Glimpses of glory 2

Waterloo Station in the early 1970s

Harry Williams describes some of the times when he experienced glimpses of glory. He defines this as a meeting between himself and ‘some other which was alive – a living reality’. He discusses how the sceptical can reduce such experiences, ‘explaining’ away such moments with this or that theory, but how for him, the experiences were enough to convince him of the power of the truth.

He sees how what he calls ‘the encompassing mystery of Godhead’ revealed itself to him as a living mystery because it refused to leave him alone. In one experience, when he was a curate in London, Williams walked in Regents Park where with snow on the ground the park was amazingly beautiful – he sums the lovely scene with the frost lit by late afternoon sun. All should have been beauty and love, but the feelings aroused were of despair, and a deep anguish that he was somehow excluded from this glory that surrounded him. He felt a huge gulf between himself and what he saw: as if exiled from Eden. The glory revealed to him an inner emptiness and dispossession. This contrasted with an experience some years later, when swimming in a warm sea, he had an experience of union with the natural world, and so could say to himself: ‘Whatever life holds for you, nothing can take away the bliss of this moment.’

Discerning how glory can be present in ordinary things, such as a walk in the park and swimming in the sea, but in both these there was a need for discernment. Four years after the swimming experience, Williams was on a bus in Trinidad- a journey of about two hours, but as he writes he was unaware of the time:

I was caught up in a bliss which it is impossible to describe. It was an experience of the ultimate reconciliation of all things as Love, a living presence, flooded over me and swept me into its own radiance, combining in itself an infinite grandeur with a tender personal intimacy.

Another time Williams was in a crowded cafeteria at Waterloo Station, the glimpse of glory came with the force of a revelation that the place was Emmaus.

The tea and buns being consumed by the crowd was the broken bread in the midst of which Christ’s presence was revealed; and I had once again the immediate certainty of some ultimate reconciliation in which everybody was caught up because they were all filled and alive with God’s homely but surpassing glory.

At the heart of these moments of awareness there was a rich reality of redemption – and the deep knowledge that ‘all shall be well and all manner of things shall be well.’

One of the less likely occasions when he experienced a glimpse of glory was in a cinema watching A Star Is Born. He’d gone feeling depressed and defeated, but then in the film an older woman character spoke of the necessity of perseverance, and how you had to be tough and believe in yourself and so get up after failure and try again.
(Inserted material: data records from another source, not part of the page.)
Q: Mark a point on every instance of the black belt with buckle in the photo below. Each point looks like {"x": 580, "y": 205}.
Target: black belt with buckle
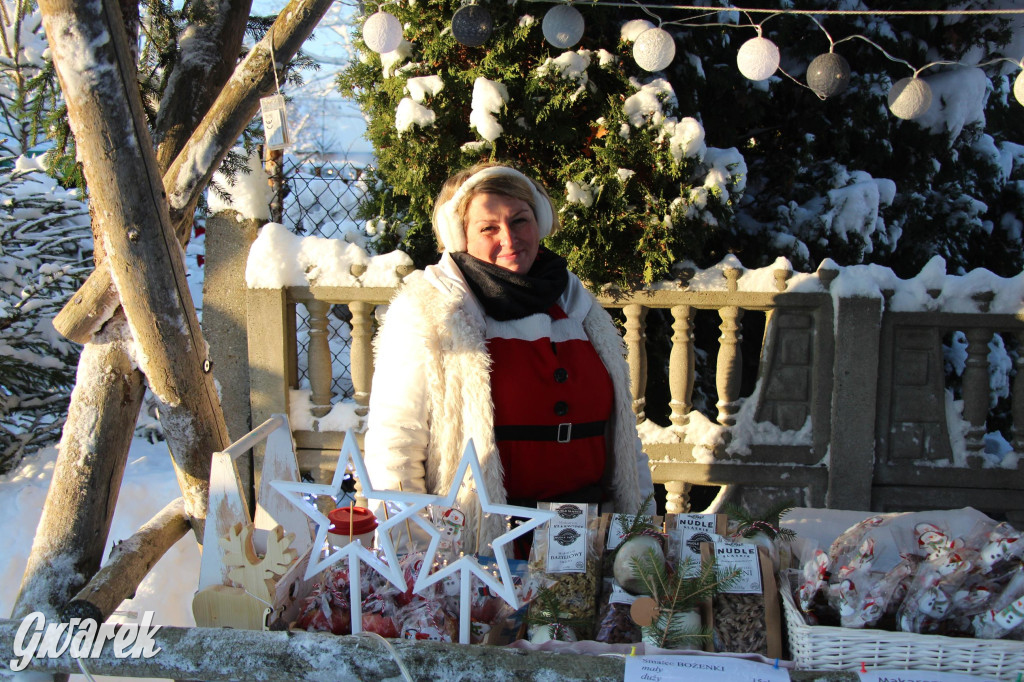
{"x": 564, "y": 432}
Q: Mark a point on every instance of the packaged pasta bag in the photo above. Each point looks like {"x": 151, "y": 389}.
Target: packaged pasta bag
{"x": 745, "y": 615}
{"x": 614, "y": 626}
{"x": 686, "y": 531}
{"x": 565, "y": 560}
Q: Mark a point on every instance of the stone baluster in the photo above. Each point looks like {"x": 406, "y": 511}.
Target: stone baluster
{"x": 318, "y": 357}
{"x": 781, "y": 275}
{"x": 681, "y": 365}
{"x": 360, "y": 353}
{"x": 636, "y": 353}
{"x": 976, "y": 393}
{"x": 729, "y": 367}
{"x": 1018, "y": 397}
{"x": 677, "y": 499}
{"x": 826, "y": 275}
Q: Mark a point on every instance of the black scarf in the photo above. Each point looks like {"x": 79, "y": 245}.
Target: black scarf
{"x": 508, "y": 295}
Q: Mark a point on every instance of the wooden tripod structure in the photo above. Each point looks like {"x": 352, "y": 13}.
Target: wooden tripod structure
{"x": 135, "y": 309}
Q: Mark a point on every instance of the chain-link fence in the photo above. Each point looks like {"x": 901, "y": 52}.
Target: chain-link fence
{"x": 321, "y": 199}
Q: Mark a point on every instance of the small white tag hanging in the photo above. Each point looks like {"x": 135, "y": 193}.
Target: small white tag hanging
{"x": 274, "y": 116}
{"x": 274, "y": 122}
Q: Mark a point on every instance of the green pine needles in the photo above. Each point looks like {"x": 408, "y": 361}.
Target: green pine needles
{"x": 636, "y": 187}
{"x": 766, "y": 522}
{"x": 679, "y": 593}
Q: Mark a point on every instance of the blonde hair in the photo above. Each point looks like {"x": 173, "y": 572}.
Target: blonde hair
{"x": 512, "y": 184}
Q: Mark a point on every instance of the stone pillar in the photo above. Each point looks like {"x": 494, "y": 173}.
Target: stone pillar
{"x": 976, "y": 393}
{"x": 224, "y": 324}
{"x": 851, "y": 462}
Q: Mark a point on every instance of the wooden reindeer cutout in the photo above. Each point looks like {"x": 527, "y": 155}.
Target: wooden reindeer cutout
{"x": 249, "y": 568}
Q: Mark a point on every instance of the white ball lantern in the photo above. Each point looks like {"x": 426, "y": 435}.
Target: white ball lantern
{"x": 563, "y": 26}
{"x": 828, "y": 75}
{"x": 758, "y": 58}
{"x": 382, "y": 32}
{"x": 654, "y": 49}
{"x": 909, "y": 98}
{"x": 471, "y": 25}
The words of this matriarchal figure came to me as the voice of God. They thrilled me. And in the thrill I was aware of God’s presence with me in the cinema giving me new life and inspiring me with fresh courage…. The matriarch’s utterance undoubtedly verged on the corny. To speak to me deeply and powerfully by means of it seemed to me grotesquely funny. I couldn’t deny the reality of the experience, but it was precisely its reality which made the occasion of it so hilarious. There was no knowing where God would explode next. … God does indeed make himself known to us by means of what we feel, and that our emotions can often be the angels of His presence.